Harb kabinesi çekilmek üzeredir. Bahriye'deki kâğıtlarımı topluyorum (FRA-ZD, 18). Demiryolu servisi durmak üzere idi (FRA-ZD, 81).

Tuna yukarısında iki imparatorluk, Akdeniz kıyısında bir imparatorluk ve Tuna kenarında bir krallık devrilmek üzere idi (FRA-ZD, 101).

Kıskançlığın çirkinliğini, öyle ince bir duyarlılıkla, öyle bir içtenlikle, öyle güzel anlatıyordu ki, fena halde duygulanmıştım, ağlamak üzereydim nerdeyse (MU-BDA, 234).

Çünkü arkadaşım Nejat Harmancı, yatağımın kenarına oturmuş, yüzüme sevecen küçük tokatlar atarak, "Türkiye'nin, Balkanların ve Ortadoğunun en iyimser hastası kendine gelmek üzere şimdi" diyordu, beni kesip biçen meslektaşına (MU-BDA, 18).
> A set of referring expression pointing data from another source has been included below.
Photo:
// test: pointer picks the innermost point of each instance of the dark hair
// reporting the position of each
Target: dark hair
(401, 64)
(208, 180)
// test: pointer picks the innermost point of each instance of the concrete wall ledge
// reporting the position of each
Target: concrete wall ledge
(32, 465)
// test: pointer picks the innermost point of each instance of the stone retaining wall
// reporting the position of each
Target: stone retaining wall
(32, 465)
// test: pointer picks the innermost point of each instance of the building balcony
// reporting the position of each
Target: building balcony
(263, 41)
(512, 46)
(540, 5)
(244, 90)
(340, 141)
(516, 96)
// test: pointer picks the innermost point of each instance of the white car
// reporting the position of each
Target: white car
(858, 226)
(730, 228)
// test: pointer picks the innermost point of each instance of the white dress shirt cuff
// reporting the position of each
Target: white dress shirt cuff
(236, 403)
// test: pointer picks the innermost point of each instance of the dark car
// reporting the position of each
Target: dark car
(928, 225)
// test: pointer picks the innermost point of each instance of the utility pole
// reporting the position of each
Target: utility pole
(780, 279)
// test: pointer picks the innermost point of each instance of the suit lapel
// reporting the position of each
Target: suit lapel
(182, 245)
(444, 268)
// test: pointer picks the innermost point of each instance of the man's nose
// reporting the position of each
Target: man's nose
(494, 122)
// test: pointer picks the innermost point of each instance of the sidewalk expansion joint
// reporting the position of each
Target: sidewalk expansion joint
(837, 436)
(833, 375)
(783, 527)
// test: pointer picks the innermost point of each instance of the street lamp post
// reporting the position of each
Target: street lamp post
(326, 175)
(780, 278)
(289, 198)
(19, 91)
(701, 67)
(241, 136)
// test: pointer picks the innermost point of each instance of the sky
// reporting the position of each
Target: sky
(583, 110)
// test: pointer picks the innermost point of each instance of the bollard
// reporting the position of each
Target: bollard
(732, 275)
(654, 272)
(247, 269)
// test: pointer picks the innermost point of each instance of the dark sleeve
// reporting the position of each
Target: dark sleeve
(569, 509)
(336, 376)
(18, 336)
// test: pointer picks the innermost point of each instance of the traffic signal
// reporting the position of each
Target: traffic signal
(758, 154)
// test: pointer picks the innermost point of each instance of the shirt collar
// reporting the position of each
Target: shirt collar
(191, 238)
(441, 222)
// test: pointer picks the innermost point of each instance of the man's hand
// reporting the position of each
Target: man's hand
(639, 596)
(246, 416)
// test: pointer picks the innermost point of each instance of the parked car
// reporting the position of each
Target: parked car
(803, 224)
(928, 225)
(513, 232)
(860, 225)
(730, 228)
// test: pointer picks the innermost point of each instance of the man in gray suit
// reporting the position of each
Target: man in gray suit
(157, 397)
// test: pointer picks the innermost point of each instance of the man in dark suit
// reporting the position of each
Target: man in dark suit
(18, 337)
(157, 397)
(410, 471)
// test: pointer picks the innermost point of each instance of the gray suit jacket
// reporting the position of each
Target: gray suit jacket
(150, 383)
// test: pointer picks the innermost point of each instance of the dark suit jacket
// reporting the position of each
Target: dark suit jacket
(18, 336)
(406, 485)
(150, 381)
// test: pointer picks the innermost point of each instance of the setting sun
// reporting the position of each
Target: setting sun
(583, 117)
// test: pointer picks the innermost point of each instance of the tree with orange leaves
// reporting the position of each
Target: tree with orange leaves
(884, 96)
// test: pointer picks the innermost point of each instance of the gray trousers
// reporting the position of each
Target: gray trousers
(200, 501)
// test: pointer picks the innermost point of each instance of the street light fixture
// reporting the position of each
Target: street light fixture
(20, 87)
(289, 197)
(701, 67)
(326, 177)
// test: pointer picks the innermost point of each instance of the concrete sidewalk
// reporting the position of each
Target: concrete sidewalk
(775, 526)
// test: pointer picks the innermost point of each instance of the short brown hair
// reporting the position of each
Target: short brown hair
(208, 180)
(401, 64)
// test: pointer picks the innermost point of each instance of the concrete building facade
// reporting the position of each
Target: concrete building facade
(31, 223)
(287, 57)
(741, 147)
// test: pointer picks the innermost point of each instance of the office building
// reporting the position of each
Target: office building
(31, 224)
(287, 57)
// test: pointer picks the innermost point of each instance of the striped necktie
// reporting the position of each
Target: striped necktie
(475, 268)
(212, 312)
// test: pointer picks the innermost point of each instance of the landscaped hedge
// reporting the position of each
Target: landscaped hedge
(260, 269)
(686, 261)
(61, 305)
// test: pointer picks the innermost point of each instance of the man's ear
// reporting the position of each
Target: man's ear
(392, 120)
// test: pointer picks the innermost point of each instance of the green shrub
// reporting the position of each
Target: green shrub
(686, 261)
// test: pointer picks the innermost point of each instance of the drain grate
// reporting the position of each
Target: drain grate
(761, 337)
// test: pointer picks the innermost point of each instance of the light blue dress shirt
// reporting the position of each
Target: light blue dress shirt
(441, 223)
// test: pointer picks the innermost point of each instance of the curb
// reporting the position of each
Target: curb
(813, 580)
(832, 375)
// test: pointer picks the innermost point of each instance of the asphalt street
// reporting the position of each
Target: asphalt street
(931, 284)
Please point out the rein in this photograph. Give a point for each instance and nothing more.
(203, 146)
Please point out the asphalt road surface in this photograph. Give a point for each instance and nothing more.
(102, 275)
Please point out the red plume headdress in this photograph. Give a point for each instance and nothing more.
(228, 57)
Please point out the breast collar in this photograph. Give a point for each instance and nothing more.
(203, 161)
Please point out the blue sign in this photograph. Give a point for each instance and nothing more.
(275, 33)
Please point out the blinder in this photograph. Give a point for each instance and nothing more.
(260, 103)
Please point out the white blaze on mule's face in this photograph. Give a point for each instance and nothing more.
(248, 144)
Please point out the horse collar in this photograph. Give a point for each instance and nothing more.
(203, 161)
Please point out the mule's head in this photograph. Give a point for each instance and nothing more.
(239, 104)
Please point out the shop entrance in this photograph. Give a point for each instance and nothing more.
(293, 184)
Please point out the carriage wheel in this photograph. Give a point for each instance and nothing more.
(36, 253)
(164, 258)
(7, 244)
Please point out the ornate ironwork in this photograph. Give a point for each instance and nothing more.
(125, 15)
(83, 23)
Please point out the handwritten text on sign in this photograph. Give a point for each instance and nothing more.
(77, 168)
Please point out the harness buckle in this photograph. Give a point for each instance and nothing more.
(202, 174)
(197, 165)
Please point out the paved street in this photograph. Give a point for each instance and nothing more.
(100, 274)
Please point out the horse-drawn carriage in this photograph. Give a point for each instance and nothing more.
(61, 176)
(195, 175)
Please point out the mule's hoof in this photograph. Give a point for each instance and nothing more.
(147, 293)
Ne oluyordu? Ovadaki çarpışma acaba kasabaya mı sirayet etmişti? Müslümanlarla Hıristiyanlar arasında bir vaka mı çıkmak üzereydi? Böyle bir şey olursa felâketti (KT-YG, 75).

Köpek öldü. Ölen köpek dişiydi. Bu erkektir. Bu yavruyu o günlerde birisi istemiş, vermek üzereydim. Hayvan ölünce yadigârını muhafaza ettim... (SFA-MK, 139).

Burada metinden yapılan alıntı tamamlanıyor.